Policy, improved consumer confidence drive late-year surge: experts
China's vehicle sales in 2016 outperformed earlier expectations to end the year with double-digit growth, propelled by a sales surge in the second half of the year, industry data released on Thursday showed.
Total car sales in the world's largest auto market grew by 13.65 percent year-on-year to more than 28.03 million units, while passenger vehicles rose nearly 15 percent to 24.38 million, according to data released by the China Association of Automobile Manufactures (CAAM) on Thursday.
The growth rate beat the CAAM's earlier forecast of 6 percent to 7 percent growth.
Shi Jianhua, a deputy secretary-general at the CAAM, defended the organization's forecast made in the beginning of 2016, when the outlook for the industry was clouded by the overall economic conditions in China. Shi said "unexpected forces" helped the industry outperform predictions.
"Most of this year's sales were from the second half of the year and primarily involved smaller vehicles," Shi told a press briefing in Beijing on Thursday.
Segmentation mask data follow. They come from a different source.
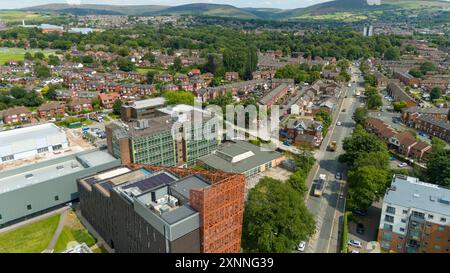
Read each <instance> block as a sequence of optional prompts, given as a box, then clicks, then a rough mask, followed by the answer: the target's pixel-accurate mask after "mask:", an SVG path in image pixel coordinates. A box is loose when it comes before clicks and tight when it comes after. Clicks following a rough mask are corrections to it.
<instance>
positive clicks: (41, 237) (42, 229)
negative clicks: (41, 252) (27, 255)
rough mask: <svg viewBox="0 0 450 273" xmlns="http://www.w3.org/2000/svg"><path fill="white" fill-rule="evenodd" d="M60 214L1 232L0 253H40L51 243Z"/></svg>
mask: <svg viewBox="0 0 450 273" xmlns="http://www.w3.org/2000/svg"><path fill="white" fill-rule="evenodd" d="M59 217H60V215H55V216H52V217H50V218H47V219H44V220H41V221H39V222H36V223H32V224H29V225H26V226H24V227H21V228H18V229H16V230H13V231H9V232H7V233H2V234H0V253H40V252H42V251H43V250H45V248H46V247H47V246H48V244H49V243H50V241H51V239H52V236H53V233H54V232H55V230H56V228H57V227H58V222H59Z"/></svg>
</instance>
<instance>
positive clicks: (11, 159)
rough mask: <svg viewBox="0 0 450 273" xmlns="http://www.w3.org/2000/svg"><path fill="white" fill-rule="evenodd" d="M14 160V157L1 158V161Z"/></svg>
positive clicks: (7, 155) (4, 156)
mask: <svg viewBox="0 0 450 273" xmlns="http://www.w3.org/2000/svg"><path fill="white" fill-rule="evenodd" d="M8 160H14V155H7V156H3V157H2V161H3V162H5V161H8Z"/></svg>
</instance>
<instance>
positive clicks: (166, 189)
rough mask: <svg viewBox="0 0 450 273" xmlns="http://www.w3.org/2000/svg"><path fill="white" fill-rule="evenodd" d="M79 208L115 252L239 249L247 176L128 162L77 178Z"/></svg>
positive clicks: (223, 251)
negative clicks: (85, 176)
mask: <svg viewBox="0 0 450 273" xmlns="http://www.w3.org/2000/svg"><path fill="white" fill-rule="evenodd" d="M78 188H79V192H80V210H81V213H82V215H83V217H84V218H85V219H86V220H87V221H88V222H89V223H90V224H91V225H92V226H93V228H94V229H95V230H96V231H97V232H98V233H99V234H100V236H101V237H102V238H103V239H104V240H105V242H106V243H107V244H108V245H109V246H110V247H111V248H112V249H114V251H115V252H116V253H238V252H240V250H241V236H242V220H243V210H244V188H245V177H244V176H243V175H239V174H230V173H223V172H208V171H195V170H192V169H185V168H176V167H151V166H144V165H131V166H126V167H125V166H122V167H117V168H113V169H110V170H107V171H104V172H101V173H98V174H95V175H91V176H87V177H85V178H82V179H79V180H78Z"/></svg>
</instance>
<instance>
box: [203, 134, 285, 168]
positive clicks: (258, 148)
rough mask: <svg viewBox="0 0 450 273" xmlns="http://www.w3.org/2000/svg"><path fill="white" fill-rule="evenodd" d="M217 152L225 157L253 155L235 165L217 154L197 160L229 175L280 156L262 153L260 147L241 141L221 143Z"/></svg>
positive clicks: (260, 164) (266, 151) (270, 151)
mask: <svg viewBox="0 0 450 273" xmlns="http://www.w3.org/2000/svg"><path fill="white" fill-rule="evenodd" d="M217 152H219V153H223V154H227V155H230V154H233V155H240V154H245V153H247V152H252V153H253V154H254V155H253V156H249V157H247V158H245V159H243V160H240V161H238V162H235V163H232V162H231V160H226V159H224V158H222V157H221V156H219V155H217V154H210V155H206V156H203V157H201V158H199V160H201V161H202V162H204V163H205V164H206V165H208V166H210V167H212V168H214V169H216V170H222V171H224V172H231V173H244V172H246V171H248V170H251V169H253V168H255V167H258V166H261V165H263V164H265V163H268V162H270V161H272V160H274V159H276V158H279V157H281V156H282V155H281V154H280V153H279V152H276V151H263V150H262V149H261V147H259V146H256V145H253V144H251V143H248V142H245V141H242V140H234V141H230V142H226V143H222V144H220V145H219V147H218V149H217Z"/></svg>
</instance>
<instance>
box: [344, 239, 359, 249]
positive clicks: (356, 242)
mask: <svg viewBox="0 0 450 273" xmlns="http://www.w3.org/2000/svg"><path fill="white" fill-rule="evenodd" d="M347 245H351V246H353V247H357V248H361V247H362V244H361V242H360V241H358V240H348V241H347Z"/></svg>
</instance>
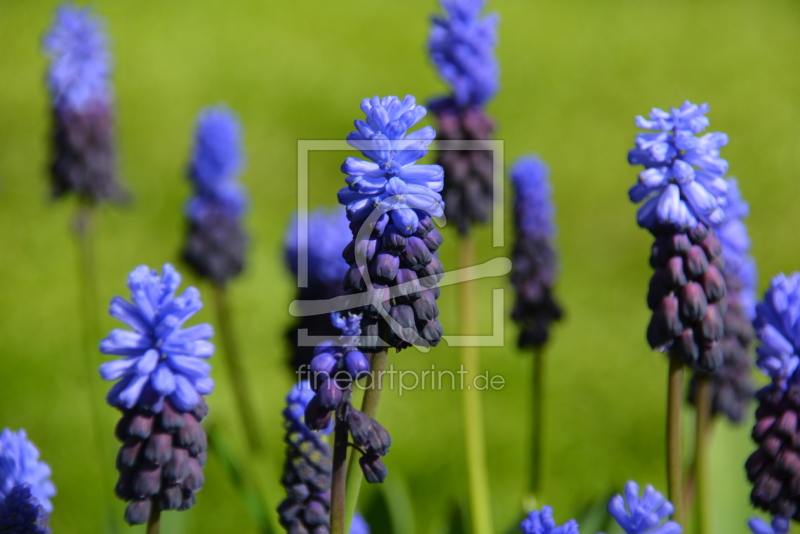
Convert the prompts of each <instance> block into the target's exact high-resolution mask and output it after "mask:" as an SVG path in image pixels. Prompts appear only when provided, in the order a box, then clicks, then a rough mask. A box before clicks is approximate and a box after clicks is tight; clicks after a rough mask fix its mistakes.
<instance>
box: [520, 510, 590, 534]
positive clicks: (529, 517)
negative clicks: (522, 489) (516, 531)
mask: <svg viewBox="0 0 800 534" xmlns="http://www.w3.org/2000/svg"><path fill="white" fill-rule="evenodd" d="M519 527H520V530H522V534H580V530H579V529H578V523H577V522H576V521H575V520H574V519H570V520H569V521H567V522H566V523H564V524H563V525H561V526H557V525H556V520H555V519H554V518H553V508H552V507H551V506H543V507H542V510H541V511H539V510H533V511H532V512H530V513H529V514H528V517H526V518H525V519H524V520H523V521H522V523H521V524H520V526H519Z"/></svg>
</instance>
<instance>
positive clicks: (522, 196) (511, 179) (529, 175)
mask: <svg viewBox="0 0 800 534" xmlns="http://www.w3.org/2000/svg"><path fill="white" fill-rule="evenodd" d="M549 174H550V169H548V168H547V164H545V162H544V161H542V160H541V159H540V158H539V157H538V156H533V155H529V156H522V157H521V158H519V159H517V161H516V163H514V165H513V166H512V167H511V183H512V184H514V213H515V214H516V215H517V218H518V221H517V229H518V231H520V232H522V233H524V234H525V235H526V237H527V238H530V239H535V238H544V239H552V237H553V234H555V230H556V228H555V221H554V220H553V219H554V215H555V209H554V208H553V202H552V199H551V196H552V194H553V193H552V187H551V186H550V182H549V180H548V176H549Z"/></svg>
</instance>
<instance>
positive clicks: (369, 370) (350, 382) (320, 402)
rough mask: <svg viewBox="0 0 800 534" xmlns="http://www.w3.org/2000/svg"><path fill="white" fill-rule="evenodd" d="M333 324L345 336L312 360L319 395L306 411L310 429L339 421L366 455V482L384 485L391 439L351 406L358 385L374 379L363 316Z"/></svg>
mask: <svg viewBox="0 0 800 534" xmlns="http://www.w3.org/2000/svg"><path fill="white" fill-rule="evenodd" d="M331 321H332V322H333V324H334V326H336V328H338V329H340V330H341V332H342V336H341V338H340V339H339V341H338V342H323V343H321V344H320V345H319V346H318V347H317V349H316V355H315V356H314V359H313V360H311V371H312V377H311V387H312V389H313V390H314V392H315V395H314V397H313V398H312V399H311V400H310V401H309V403H308V406H307V408H306V411H305V422H306V425H308V427H309V428H310V429H312V430H321V429H323V428H327V427H328V426H329V425H330V424H331V421H332V419H333V418H334V417H335V420H336V424H337V425H345V426H346V427H347V430H348V432H349V434H350V436H351V437H352V438H353V444H354V445H355V448H356V449H357V450H358V451H359V452H361V454H362V456H361V458H360V459H359V463H360V465H361V470H362V471H363V472H364V478H365V479H366V480H367V482H370V483H376V482H383V480H384V479H385V478H386V476H387V475H388V470H387V468H386V465H385V464H384V463H383V460H381V458H382V457H384V456H386V454H387V453H388V452H389V447H390V446H391V444H392V439H391V436H389V433H388V432H387V431H386V429H385V428H383V426H382V425H381V424H380V423H378V422H377V421H375V420H374V419H372V418H371V417H369V416H368V415H367V414H365V413H364V412H361V411H359V410H357V409H356V408H354V407H353V405H352V404H351V403H350V399H351V397H352V393H353V385H354V383H355V382H356V381H357V380H359V379H360V378H364V377H368V376H370V366H369V361H368V360H367V357H366V356H365V355H364V353H363V352H361V351H360V350H359V337H360V335H361V328H360V323H361V316H359V315H352V314H351V315H346V316H345V315H340V314H339V313H333V314H332V315H331ZM377 379H378V380H380V377H378V378H377ZM368 387H376V385H375V384H369V385H368Z"/></svg>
"Such trends were not clear in the beginning of the year," he said.
Car sales bottomed out in February, when they fell 0.86 percent year-on-year, and recorded double-digit growth starting with the third quarter, according to CAAM data. Sales for cars with engines smaller than 1.6 liters accounted for more than 70 percent of the total sales in the final few months of the year, according to Shi.
"What happened in the third quarter was the improvement in the overall economic conditions in China, with rising housing markets in many cities," Shi said, "and I think consumers had better confidence in spending on cars."
The economy grew by 6.7 percent in the third quarter of 2016 and the National Development and Reform Commission, the top economic planner, said earlier this week that full-year GDP growth probably reached 6.7 percent.
But the primary reason behind the sales growth was purchases of smaller cars made at the end of the year to cash in on an expiring tax cut, Xu Haidong, an expert at the CAAM, told the Global Times on Thursday.
"There was a lot of uncertainty about what happens with the tax break the date it is set to expire, and a lot of people rushed into the market to take advantage of the cuts," Xu said. That raised the growth pace for the year, he added.
A 50 percent cut to sales tax on cars with engines smaller than 1.6 liters was due to expire at the end of 2016, prompting what experts described as "panic purchases" that could cut into sales in 2017.
The government on December 15 announced a replacement tax break. Sales tax on small cars was cut by 25 percent to a rate of 7.5 percent from January 1, 2017.
On January 1, 2018, the tax will return to its statutory rate of 10 percent.
Still, the outlook for 2017 is not so bright, according to the CAAM, which forecast 5 percent growth for the full year, a significant drop from this year.
"We expect the overall economic conditions will continue to face slowdown pressure, and that will impact the auto market," Shi said at the briefing.
While potential trade disputes between the US and China after Donald Trump takes over the White House will not directly affect the Chinese auto market, they will affect the Chinese economy and in turn the car industry, Xu added.